Sepsis is a life-threatening organ dysfunction caused by a dysfunctional host response to infection. Neutrophils play a protective role by releasing antibacterial proteins or by phagocytizing bacteria. However, excess neutrophils can induce tissue damage. Recently, a novel intercellular communication pathway involving extracellular vesicles (EVs) has garnered considerable attention. However, whether EVs secreted by macrophages mediate neutrophil recruitment to infected sites has yet to be studied. In this study, we assessed the chemotactic effect of EVs isolated from mouse Raw264.7 macrophages on mouse neutrophils and found that CXCL2 was highly expressed in these EVs. By regulating CXCL2 in Raw264.7 macrophages, we found that CXCL2 on macrophage EVs recruited neutrophils in vitro and in vivo. The CXCL2 EVs activated the CXCR2/PKC/NOX4 pathway and induced tissue damage. This study provides information regarding the mechanisms underlying neutrophil recruitment to tissues and proposes innovative strategies and targets for the treatment of sepsis.

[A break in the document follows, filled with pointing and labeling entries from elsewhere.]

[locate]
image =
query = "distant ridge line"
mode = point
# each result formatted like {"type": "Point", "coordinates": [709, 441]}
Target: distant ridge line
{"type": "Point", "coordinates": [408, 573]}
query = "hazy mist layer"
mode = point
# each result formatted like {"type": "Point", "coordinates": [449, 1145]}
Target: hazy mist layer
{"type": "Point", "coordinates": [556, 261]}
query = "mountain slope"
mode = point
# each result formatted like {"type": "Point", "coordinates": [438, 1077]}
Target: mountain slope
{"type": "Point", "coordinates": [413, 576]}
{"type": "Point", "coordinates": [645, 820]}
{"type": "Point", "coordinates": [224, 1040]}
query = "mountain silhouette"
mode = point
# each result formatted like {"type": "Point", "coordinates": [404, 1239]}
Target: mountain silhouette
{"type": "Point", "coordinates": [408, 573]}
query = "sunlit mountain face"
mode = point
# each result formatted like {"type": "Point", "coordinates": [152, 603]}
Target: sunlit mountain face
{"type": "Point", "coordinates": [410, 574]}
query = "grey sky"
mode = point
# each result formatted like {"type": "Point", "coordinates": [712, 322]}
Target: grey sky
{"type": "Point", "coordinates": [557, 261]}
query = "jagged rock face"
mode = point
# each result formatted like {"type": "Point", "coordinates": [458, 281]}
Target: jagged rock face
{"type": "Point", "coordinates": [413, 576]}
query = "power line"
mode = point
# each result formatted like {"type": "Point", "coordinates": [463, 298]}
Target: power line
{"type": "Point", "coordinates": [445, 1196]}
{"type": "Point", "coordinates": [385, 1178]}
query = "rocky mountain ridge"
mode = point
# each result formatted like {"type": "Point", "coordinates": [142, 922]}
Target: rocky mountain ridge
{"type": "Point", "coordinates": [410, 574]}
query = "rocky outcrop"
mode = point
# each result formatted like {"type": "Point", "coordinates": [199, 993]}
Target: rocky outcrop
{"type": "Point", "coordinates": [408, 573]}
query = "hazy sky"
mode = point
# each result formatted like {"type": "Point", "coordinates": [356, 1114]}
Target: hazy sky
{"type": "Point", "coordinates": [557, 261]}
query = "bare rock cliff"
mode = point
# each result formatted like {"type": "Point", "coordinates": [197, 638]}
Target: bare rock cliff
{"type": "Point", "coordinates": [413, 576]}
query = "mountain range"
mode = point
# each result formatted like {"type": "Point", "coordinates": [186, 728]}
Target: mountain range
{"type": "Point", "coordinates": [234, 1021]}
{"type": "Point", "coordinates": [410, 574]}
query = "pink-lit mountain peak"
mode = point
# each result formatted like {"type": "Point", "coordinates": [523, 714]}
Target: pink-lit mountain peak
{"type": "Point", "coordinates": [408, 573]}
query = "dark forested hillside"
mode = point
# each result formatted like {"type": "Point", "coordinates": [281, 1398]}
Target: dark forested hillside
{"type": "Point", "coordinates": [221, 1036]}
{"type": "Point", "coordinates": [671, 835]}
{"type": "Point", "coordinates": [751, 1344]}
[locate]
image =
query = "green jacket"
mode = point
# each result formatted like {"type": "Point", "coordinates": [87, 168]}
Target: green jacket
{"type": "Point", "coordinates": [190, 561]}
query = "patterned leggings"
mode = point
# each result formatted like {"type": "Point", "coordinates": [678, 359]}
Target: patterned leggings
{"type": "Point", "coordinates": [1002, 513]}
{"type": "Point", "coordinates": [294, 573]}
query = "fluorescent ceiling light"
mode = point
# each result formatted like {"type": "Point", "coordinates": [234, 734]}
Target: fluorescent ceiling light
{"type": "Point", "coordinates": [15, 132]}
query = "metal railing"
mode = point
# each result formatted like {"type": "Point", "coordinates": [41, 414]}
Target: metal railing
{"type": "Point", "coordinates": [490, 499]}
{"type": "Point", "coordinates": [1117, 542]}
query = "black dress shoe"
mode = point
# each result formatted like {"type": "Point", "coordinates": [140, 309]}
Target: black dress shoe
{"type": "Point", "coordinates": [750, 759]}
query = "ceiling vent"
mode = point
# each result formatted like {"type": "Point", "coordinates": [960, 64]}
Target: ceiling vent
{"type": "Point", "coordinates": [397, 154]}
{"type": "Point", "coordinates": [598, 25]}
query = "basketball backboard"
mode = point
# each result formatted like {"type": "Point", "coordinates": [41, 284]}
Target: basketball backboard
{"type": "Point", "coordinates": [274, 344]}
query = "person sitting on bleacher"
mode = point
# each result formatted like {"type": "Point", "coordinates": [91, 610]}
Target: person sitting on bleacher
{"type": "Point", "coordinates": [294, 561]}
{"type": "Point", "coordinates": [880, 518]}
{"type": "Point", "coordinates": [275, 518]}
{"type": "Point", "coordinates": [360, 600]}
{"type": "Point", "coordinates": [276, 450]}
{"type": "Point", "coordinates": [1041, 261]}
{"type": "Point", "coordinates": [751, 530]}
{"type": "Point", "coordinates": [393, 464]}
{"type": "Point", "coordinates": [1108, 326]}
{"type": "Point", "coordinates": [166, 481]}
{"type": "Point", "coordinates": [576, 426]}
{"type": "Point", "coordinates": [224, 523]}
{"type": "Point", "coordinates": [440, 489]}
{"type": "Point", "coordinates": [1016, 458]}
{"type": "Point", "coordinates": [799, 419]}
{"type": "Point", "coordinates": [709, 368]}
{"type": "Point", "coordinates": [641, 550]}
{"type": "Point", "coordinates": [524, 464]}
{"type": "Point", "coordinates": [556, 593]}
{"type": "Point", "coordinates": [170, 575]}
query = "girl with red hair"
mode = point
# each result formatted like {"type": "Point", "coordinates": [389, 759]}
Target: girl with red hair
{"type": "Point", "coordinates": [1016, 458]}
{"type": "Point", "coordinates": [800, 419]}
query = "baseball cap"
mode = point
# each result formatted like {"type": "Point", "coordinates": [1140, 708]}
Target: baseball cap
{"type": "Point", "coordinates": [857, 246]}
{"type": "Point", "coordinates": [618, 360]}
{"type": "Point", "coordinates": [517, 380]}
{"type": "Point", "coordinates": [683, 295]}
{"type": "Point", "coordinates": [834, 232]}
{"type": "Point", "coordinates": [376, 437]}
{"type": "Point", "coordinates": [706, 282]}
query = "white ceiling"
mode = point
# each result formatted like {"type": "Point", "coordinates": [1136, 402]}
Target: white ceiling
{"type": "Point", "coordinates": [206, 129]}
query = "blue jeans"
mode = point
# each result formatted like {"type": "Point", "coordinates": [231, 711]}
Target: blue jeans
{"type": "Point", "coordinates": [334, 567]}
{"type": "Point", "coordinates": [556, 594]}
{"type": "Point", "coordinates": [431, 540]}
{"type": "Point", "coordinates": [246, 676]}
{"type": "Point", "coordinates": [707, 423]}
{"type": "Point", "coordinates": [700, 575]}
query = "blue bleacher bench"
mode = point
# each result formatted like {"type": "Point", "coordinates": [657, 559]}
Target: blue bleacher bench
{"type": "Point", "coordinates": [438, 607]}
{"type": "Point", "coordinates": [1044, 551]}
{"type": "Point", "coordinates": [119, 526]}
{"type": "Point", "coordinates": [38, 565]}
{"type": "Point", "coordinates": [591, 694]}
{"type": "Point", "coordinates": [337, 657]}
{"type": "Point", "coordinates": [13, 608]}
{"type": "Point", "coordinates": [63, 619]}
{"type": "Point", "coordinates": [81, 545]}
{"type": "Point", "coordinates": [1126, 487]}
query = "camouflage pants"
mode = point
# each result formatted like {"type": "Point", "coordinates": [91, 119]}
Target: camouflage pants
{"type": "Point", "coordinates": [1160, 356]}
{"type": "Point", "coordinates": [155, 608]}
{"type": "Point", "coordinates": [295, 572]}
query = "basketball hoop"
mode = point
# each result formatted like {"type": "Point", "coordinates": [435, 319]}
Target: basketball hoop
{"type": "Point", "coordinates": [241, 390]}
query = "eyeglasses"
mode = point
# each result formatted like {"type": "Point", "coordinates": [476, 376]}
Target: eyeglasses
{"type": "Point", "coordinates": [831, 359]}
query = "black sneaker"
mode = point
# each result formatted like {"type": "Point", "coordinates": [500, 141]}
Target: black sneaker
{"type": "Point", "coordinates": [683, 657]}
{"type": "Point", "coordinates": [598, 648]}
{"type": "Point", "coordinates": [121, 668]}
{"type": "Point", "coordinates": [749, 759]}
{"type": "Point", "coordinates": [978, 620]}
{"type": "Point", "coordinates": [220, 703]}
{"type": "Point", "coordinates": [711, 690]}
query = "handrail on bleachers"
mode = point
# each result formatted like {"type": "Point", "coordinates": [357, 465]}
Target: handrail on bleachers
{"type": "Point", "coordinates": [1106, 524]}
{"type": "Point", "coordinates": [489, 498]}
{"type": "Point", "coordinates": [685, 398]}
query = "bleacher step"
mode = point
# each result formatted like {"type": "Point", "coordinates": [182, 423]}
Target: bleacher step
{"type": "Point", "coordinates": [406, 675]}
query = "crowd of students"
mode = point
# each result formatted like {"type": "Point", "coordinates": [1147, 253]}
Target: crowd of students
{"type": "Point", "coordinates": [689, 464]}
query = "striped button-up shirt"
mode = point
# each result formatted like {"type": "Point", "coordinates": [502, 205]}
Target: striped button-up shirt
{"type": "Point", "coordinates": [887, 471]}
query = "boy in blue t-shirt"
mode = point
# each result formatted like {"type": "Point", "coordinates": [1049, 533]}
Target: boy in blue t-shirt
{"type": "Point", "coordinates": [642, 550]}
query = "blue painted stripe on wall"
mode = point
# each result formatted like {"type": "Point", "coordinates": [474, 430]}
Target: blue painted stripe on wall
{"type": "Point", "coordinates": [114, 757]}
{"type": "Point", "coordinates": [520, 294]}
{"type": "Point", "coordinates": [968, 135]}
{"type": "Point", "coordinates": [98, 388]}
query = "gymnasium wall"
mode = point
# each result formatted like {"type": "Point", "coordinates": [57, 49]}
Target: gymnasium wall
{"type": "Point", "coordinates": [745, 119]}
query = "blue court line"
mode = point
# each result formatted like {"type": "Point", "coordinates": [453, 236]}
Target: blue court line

脓毒症是一种危及生命的器官功能障碍，由宿主对感染的反应失调引起。中性粒细胞通过释放抗菌蛋白或吞噬细菌发挥保护作用。然而，过量的中性粒细胞会导致组织损伤。最近，一种涉及细胞外囊泡（EV）的新型细胞间通讯途径引起了相当大的关注。然而，巨噬细胞分泌的 EV 是否介导中性粒细胞向感染部位募集还有待研究。在这项研究中，我们评估了从小鼠 Raw264.7 巨噬细胞中分离的 EVs 对小鼠中性粒细胞的趋化作用，发现 CXCL2 在这些 EVs 中高度表达。通过调节 Raw264.7 巨噬细胞中的 CXCL2，我们发现巨噬细胞 EV 上的 CXCL2 在体外和体内募集中性粒细胞。CXCL2 EVs 激活 CXCR2/PKC/NOX4 通路并诱导组织损伤。这项研究提供了有关中性粒细胞向组织募集的机制的信息，并提出了治疗脓毒症的创新策略和目标。